Quanto ao mecanismo de ação, parece que o cocaetileno também bloqueia a recaptação de dopamina na fenda sináptica, assim favorecendo a inibição da recaptação de dopamina produzida por cocaína (Tella & Goldberg, 1998). Essa aumento prolongado de dopamina na fenda sináptica pode ser a base da alta labilidade da combinação álcool e cocaína mediante efeito de adição do cocaetileno.
Em animais
Horowitz et al. (1997), estudando o efeito do cocaetileno na atividade locomotora e na estereotipia em ratos Long-Evans e Sprague-Dawley, observaram que o cocaetileno produziu alterações comportamentais somente em ratos da raça Sprague-Dawley. Entretanto, na presença de fluoxetina, inibidor de recaptação de serotonina, os ratos Long-Evans também apresentaram um aumento na atividade locomotora. Baseados nesses resultados, os autores concluíram que o cocaetileno parece ter um efeito menor na recaptação de serotonina, quando comparado à dopamina, e que a base neuroquímica para explicar essa diferença comportamental de efeito do cocaetileno, nessas duas raças de animal, parece estar relacionada à biodisponibilidade da serotonina.

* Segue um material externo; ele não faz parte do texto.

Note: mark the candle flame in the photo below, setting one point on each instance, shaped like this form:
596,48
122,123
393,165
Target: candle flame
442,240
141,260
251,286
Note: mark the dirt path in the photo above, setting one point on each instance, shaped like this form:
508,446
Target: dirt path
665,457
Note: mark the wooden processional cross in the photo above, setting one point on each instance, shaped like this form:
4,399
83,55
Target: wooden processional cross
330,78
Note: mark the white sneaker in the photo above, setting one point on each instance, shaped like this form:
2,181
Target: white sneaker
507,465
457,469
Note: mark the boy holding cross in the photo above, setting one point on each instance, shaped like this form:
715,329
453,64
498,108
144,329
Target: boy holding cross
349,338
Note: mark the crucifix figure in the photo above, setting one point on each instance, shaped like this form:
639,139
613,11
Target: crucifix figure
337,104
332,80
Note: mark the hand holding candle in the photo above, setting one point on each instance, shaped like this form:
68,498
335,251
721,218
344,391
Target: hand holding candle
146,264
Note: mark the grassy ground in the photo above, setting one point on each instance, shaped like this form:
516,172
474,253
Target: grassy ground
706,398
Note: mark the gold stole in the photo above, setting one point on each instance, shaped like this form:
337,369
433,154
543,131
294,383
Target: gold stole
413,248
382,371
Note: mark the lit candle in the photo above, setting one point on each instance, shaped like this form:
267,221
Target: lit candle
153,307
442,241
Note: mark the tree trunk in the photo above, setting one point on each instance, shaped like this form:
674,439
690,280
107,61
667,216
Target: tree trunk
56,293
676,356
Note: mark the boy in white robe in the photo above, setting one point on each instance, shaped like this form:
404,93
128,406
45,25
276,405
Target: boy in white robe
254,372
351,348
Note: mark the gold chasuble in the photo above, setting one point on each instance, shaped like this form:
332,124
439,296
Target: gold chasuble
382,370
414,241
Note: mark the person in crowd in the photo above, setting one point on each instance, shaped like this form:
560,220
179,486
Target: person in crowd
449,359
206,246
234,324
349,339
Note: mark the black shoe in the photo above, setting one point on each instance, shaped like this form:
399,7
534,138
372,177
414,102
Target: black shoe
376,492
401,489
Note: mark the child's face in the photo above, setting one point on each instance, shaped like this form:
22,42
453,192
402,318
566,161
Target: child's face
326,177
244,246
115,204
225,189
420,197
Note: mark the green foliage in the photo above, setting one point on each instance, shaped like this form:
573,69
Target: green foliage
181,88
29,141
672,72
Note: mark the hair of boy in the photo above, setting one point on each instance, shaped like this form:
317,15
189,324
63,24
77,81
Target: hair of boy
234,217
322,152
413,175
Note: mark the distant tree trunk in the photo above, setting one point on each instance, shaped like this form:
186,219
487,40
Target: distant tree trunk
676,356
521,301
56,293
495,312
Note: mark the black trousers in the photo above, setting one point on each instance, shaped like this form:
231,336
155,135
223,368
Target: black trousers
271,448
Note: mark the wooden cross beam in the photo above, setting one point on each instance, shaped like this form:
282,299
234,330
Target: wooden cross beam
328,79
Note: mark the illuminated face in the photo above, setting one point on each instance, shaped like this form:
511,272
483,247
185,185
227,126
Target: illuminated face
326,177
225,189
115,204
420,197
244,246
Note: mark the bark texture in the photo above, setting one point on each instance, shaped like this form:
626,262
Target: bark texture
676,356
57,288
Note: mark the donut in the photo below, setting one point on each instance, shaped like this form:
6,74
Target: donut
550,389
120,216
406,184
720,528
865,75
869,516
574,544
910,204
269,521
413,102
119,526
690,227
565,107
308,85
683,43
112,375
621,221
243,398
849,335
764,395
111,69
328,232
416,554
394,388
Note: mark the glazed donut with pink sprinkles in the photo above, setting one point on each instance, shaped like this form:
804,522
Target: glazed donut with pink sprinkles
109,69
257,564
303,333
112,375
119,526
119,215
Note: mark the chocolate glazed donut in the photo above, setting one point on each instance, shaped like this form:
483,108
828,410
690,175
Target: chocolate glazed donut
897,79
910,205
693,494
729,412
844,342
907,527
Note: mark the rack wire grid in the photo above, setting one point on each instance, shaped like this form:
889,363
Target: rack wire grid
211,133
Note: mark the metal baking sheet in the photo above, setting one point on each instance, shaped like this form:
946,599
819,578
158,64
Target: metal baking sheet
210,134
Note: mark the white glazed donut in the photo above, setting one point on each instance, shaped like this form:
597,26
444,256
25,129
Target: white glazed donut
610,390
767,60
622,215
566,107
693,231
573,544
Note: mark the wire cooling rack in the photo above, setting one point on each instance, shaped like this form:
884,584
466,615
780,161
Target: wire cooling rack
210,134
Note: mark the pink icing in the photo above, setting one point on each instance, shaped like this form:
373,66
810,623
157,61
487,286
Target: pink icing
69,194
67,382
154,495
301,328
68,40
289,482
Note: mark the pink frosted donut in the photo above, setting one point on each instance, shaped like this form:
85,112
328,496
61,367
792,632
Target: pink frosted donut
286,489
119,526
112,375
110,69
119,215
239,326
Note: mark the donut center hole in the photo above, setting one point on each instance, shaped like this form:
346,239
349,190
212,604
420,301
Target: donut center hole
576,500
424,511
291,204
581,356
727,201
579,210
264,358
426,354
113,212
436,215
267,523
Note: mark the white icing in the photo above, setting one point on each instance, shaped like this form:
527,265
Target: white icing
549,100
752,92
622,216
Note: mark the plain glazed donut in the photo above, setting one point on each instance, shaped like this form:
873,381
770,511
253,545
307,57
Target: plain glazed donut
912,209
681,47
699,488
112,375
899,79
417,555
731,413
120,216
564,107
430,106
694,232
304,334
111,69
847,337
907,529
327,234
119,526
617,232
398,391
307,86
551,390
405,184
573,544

Hayase et al. (1999), estudando a associação de cocaína e álcool em camundongos, observaram que existe maior taxa de mortalidade (86%) nesses animais, em comparação àqueles que usaram cocaína e álcool isoladamente.
Conclusão
A associação de cocaína e álcool produz uma toxicidade maior, em comparação ao uso dessas drogas isoladamente, e essa alta toxicidade ocorre devido à formação do cocaetileno, um metabólito ativo da cocaína formado apenas na presença do álcool. Vale salientar que essa toxicidade, causada pelo cocaetileno, é mais prejudicial para os sistemas cardiovascular e nervoso central, sendo comum aos homens e aos animais.